I'm developing a Direct Digital Synthesis (DDS) waveform generator on the Arduino Due in C/C++. But I'm first implementing an example in Matlab to make sure I understand the main components, which are: the Phase or Angle Accumulator (N-bits), the Lookup table (P-bits), and the Digital-to-Analog converter (12-bits). I understand these basic elements.

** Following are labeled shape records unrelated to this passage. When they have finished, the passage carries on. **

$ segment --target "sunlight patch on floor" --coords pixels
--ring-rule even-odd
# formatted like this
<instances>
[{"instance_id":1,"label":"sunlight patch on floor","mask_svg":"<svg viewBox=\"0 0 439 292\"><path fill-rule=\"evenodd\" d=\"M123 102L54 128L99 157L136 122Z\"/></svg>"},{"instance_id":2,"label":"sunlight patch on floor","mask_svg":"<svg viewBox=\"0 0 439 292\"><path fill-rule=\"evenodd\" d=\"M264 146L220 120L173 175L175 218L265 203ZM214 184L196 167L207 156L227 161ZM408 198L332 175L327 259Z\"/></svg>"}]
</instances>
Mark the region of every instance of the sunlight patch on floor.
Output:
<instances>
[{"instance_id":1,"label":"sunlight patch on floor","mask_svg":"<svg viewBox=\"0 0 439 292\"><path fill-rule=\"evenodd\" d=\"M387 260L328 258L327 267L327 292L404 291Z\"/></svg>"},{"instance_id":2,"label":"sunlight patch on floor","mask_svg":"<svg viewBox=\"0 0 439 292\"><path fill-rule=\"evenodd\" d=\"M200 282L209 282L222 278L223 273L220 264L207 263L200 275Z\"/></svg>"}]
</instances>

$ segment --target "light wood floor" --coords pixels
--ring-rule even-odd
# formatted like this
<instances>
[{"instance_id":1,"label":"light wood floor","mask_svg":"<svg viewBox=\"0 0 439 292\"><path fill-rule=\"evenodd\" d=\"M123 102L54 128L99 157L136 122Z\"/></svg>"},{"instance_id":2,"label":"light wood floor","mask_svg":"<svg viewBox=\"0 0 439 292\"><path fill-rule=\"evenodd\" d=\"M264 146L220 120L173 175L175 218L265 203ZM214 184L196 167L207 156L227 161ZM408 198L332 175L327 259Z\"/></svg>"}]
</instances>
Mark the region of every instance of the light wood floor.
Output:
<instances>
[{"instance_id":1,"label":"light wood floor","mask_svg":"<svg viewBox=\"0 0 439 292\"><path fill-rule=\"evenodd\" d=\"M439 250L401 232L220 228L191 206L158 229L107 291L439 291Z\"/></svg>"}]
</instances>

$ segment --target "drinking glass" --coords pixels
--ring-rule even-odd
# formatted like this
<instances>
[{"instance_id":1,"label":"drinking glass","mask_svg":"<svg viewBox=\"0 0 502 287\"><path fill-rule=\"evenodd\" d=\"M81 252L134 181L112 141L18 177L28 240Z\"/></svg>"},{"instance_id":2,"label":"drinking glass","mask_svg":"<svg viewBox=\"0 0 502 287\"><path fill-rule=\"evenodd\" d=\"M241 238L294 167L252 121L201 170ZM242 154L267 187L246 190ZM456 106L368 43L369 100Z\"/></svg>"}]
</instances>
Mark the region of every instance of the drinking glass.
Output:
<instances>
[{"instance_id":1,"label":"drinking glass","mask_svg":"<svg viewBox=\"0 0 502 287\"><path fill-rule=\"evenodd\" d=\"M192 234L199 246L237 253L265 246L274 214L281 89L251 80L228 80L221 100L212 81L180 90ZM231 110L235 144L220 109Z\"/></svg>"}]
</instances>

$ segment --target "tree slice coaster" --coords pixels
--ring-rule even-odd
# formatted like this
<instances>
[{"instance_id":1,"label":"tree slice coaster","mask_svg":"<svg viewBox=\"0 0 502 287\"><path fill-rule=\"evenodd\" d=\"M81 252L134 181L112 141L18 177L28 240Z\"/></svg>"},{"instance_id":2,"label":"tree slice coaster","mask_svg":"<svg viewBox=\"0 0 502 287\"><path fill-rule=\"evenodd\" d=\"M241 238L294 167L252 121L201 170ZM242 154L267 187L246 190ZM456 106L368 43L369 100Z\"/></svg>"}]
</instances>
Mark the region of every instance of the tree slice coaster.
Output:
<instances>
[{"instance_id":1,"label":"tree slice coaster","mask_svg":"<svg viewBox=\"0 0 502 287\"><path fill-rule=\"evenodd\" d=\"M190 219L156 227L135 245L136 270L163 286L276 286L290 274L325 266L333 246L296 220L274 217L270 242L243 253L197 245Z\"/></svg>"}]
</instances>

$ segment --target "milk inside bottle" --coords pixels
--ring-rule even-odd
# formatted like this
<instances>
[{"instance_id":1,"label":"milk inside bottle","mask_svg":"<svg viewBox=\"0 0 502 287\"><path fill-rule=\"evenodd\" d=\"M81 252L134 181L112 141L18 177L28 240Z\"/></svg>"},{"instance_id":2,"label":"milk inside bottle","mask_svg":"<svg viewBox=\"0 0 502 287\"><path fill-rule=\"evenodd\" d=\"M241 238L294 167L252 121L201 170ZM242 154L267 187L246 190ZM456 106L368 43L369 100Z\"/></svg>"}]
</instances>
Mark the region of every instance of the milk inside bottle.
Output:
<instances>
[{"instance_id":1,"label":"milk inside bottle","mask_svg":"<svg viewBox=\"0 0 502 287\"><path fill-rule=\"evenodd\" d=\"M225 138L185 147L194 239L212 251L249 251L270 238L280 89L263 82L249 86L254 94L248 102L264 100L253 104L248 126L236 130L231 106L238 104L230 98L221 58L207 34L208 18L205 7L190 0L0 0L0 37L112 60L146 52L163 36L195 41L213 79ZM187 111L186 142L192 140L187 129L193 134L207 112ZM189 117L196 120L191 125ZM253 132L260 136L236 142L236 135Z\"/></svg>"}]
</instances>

The Lookup table size will match the DAC resolution, so P=12. The Accumulator will be at least 16-bits long (N=16). So phase truncation must occur here. Therein lies my confusion and my question. How does this truncation work? What does it mean to take the P significant bits of N?

Answer 1

This binary math and bitwise manipulation is new to me, but I'm beginning to understand. I implemented a Direct Digital Synthesis (DDS) example in Matlab. Code below for others. May also run on Octave.

% INPUT PARAMETERS
%-----------------------
fs    = 2^14;   % Clock Sample Rate (hz)
NT    = 1e4;    % Total Samples for example 
foutd = 80;     % Desired Output Freq. (hz)
N     = 16;     % Accumulator resolution (bits)
P     = 12;     % Lookup Table resolution (bits)


% FREQUENCY TUNING WORD
%------------------------------
FTWf = foutd/fs*2^N;          % float
FTW  = round(foutd/fs*2^N);   % actual integer term for accumulator
fout = FTW*fs/2^N;            % actual output frequency


% SINE WAVE LOOKUP TABLE
%---------------------------
x = [0:2^P-1]';
y = sin(x*2*pi / (2^P-1) );


% INITIALIZE
%--------------------------
dt    = 1/fs;                % Time Step (sec)
t     = [0:dt:dt*(NT-1)]';   % Time Vector
phase = zeros(NT,1);         % Save phase vs. time
wave  = zeros(NT,1);         % Save wave amplitude vs. time


% SAMPLE THROUGH TIME
%-----------------------
pa = 0;   % Phase accumulator

for ii=1:length(t)

    % ACCUMULATE PHASE
    pa = pa + FTW;

    % ROLLOVER PHASE
    if pa > 2^N
        pa = 1;
    end 

    % PHASE TRUNCATION
    indx = ceil(pa * 2^(P-N));

    % LOOKUP
    phase(ii) = pa;
    wave(ii)  = y( indx );

end

figure;
subplot(211),  plot(t, phase); grid on;
subplot(212),  plot(t, wave);  grid on; hold on
               plot(t,sin(foutd*2*pi*t), 'r-.');

My next step is to implement this on the ArduinoDue. This algorithm will be the basis of the ISR interrupt function. I will definitely use binary operators to speed up the division (i.e., "Phase Truncation").

After that, I need to figure out how to handle non-integer frequency inputs.

Answer 2

In general, if you have N bit long value, one possible value, let say (in binary, i.e. epxressed using 2 bits (1's and 0's), where each bit, depending on its position represents a power of 2) is:
1000 1111 0000 1010
The most significant bits are the ones counting from left to right, i.e.: the four most significant bits in the example are: 1000. So, truncating by taking the P significant bits means that you count till P from left to right and what is left is ignored.
In decimal representation, i.e. expressed using 10 numbers (0,1,..,8,9), this will be analogous to: if your values is : 110124 and you take only P=3 significant numbers, you will remain with: 110000, i.e. the 3 least significant numbers (124) are not regarded, thereby loosing some detail.